Наше время больно аполитизмом. Не примите это за парадоксальную клевету на век мировых войн и революций. Наши войны весьма мало одушевлены политической идеей, являясь борьбой за экономическое существование, господство, за культурную и национальную гегемонию, наконец, — но не за право. Наши революции — при всеобщей расщепленности культуры — делают люди, не причастные этой культуре, выпавшие из круга ее идей; люди, движущие или охраняющие культуру, не делают революций. Политика— кумир для одних, для других — молох, попирающий все ценности, докука жизни, почти пошлость, на которую нужно закрыть глаза. И эта атония политической воли у самых тонких, у самых глубоких умов Европы — уже застарелая болезнь. Почти три поколения людей заражены ею, и у нас в России, едва появившись с четверть века тому назад, она успела уже превратить в пустыню цветущую ниву политического, да и вообще социального идеализма. Так русское беспамятное варварство сказалось и в этом новейшем общественном нигилизме — движении, имеющем такой культурный облик и такой подлинный пафос.
Не таковы истинно органические эпохи истории, которые одной горячей кровью животворят все, даже самые периферические клетки общественного тела. Аристократ узнается по кончику ногтей. Там, где горшок, вышедший из мастерской рабочего, является созданием художника, — там политический тон задает философ или пророк. Для Греции политики и «политии» писали Платон и Аристотель, для католической Европы — папы и святые, для Италии, начинающей последнюю золотую страницу своей средневековой культуры — aureo trecento, — политику написал Данте.

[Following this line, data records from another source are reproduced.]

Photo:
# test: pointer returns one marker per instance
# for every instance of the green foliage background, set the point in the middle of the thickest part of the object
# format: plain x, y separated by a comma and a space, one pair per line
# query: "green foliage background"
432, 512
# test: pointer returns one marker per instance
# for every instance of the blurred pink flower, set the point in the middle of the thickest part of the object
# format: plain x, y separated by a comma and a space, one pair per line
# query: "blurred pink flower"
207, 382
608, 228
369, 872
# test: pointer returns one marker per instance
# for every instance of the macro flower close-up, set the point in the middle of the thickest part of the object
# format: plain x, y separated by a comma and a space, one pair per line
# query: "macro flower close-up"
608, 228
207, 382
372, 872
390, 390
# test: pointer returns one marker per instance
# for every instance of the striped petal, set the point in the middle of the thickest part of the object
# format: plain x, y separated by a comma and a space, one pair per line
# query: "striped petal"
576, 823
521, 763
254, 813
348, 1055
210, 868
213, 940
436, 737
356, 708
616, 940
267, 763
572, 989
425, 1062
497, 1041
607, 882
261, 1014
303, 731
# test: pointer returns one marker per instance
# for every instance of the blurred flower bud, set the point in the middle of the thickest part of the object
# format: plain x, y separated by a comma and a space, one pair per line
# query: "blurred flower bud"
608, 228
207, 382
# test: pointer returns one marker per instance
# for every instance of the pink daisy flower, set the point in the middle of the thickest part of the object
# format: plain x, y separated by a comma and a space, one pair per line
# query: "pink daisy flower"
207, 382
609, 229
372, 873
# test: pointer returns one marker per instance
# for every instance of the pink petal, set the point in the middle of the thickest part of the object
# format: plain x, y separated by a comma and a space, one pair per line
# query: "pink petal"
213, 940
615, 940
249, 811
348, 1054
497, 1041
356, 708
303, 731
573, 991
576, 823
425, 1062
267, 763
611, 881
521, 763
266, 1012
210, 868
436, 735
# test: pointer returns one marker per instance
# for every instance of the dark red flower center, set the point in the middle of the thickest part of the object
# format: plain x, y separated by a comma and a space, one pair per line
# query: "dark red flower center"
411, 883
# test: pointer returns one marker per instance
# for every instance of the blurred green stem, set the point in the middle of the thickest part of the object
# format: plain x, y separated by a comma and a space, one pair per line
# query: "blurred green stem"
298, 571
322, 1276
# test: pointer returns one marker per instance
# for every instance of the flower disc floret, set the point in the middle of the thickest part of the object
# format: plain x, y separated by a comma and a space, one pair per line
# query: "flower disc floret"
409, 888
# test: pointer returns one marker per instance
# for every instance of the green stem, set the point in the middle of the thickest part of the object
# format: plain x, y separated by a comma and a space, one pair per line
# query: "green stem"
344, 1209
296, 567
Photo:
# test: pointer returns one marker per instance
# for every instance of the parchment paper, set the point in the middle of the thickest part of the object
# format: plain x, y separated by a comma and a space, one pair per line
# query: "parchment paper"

Писал он ее не только в том небольшом трактате De Monarchia630о котором я сегодня имею честь говорить. Писал он ее страданиями всей своей мятежной жизни; ее фрагменты рассыпал на всех страницах «Божественной Комедии», как памятники своего гнева и суда. Эта последняя черта особенно значительна. Ничто так рельефно не позволяет судить о расстоянии, отделяющем нашу буржуазную эпоху, стыдящуюся за свой сегодняшний день, от целостной и органической культуры, которой незачем спускаться в романтическую древность в поисках этих героев. Для Данте его современники вступают в свободное общение с Катонами и Цезарями, со святыми и ангелами — у порога вечности. Представьте себе мистерию современного поэта, где в монументальных терцинах «Божественной Комедии» в мирах иных встречают нас знакомые тени: Протопопов, Керенский, Плеханов, Ленин. Вы чувствуете, какая это страшно трудная стилистическая задача для поэта, вряд ли разрешимая без уклона в пародию. Данте едва ли понял бы наши сомнения в приличии такого преображения действительности. Ведь злые у него в аду, не оскверняя собой царства чистых душ. В аду — да. Но самые унизительные казни самых низких душ, болото безымянных, о которых можно сказать лишь вместе с Вергилием guardi e passi — этим окружением ада, этой вечностью мук'возвышаются над пошлостью, являясь предметом трагического сострадания. Но ад и рай не поэтические фикции. Это действительность, в которую течет, отделяясь от нее тонкой и хрупкой гранью, современная жизнь. Созерцаемая sub specie inferni или paradisi — современность сохраняет свое метафизическое достоинство. Политика становится главой из теологии. И, может быть, для католического сознания это самая актуальная глава, по крайней мере теологии практической. Ибо здесь всего острее лезвие меча, которым врезывается в мир абсолютность христианского идеала. Здесь для воинствующей церкви открываются превосходные позиции для вечных битв с врагами Царствия Божия.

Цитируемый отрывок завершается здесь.